The artist’s elaborate, gorgeous black-and-white line drawings and diaristic dialogue are painstakingly transferred to the screen by the animator Santiago Caicedo. Photograph: timboe studio
The artist’s elaborate, gorgeous black-and-white line drawings and diaristic dialogue are painstakingly transferred to the screen by the animator Santiago Caicedo. Photograph: timboe studio

Thus begins a series of wars with the family matriarch and a longer series of upheavals.   When Patty relocates to Columbia for university, Paola and her mother follow. Claudia’s marriage to an apparently worthless suitor brings her to the Galapagos Islands. As Paola grows up, there are drugs and shootouts and dodgy nightclubs ruled out of bounds, yet these more dramatic aspects of Columbian life are played down in favour of the wondrous everyday. 

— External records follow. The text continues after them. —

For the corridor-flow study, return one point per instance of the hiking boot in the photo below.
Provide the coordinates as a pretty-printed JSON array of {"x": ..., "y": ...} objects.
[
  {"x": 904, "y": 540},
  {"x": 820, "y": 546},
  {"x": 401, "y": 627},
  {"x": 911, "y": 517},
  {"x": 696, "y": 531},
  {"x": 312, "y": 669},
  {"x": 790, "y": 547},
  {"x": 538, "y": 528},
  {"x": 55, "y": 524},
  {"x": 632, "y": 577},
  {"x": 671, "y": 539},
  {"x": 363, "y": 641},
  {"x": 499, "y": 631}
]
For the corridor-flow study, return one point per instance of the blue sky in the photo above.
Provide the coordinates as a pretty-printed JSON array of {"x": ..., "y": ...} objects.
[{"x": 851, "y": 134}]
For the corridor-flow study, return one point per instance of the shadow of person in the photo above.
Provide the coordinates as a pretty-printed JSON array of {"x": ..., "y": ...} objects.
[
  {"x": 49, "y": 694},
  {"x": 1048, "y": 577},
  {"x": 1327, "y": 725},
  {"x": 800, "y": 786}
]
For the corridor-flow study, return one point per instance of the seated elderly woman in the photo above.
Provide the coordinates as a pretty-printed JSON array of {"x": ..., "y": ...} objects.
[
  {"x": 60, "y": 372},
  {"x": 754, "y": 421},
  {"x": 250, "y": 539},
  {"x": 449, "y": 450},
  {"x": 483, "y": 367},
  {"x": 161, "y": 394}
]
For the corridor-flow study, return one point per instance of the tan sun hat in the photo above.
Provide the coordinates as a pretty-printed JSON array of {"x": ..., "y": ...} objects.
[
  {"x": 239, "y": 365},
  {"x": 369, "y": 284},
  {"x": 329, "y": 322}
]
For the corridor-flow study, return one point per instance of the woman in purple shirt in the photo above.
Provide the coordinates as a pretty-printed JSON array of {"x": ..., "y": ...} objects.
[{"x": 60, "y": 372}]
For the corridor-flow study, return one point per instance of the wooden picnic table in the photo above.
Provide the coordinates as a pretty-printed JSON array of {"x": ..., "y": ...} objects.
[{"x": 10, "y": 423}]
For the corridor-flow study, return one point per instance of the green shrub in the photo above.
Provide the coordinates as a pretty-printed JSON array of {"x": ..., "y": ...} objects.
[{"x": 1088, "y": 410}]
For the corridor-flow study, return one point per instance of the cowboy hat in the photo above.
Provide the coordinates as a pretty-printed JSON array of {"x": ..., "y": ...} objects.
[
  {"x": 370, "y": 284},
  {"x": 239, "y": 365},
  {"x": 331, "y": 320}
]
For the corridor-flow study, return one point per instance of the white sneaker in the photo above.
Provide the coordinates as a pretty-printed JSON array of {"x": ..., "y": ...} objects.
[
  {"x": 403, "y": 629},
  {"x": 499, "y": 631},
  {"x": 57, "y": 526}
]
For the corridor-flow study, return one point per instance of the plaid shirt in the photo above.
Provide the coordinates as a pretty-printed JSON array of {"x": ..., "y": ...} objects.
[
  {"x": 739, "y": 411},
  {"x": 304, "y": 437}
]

Paola lightly dramatises the making of a girl as her dramatised self recreates romantic scenes from telenovelas with Barbies and then the boy-next-door, gets her first period, dumps a first boyfriend, a second boyfriend, and, then, with commendable nonchalance and minimum fuss, loses her virginity.    The artist’s elaborate, gorgeous black-and-white line drawings and diaristic dialogue are painstakingly transferred to the screen by the animator Santiago Caicedo. Adriana Garcia Galán’s pleasing score threatens to make pan-pipes cool. The voice cast are as terrific as the material.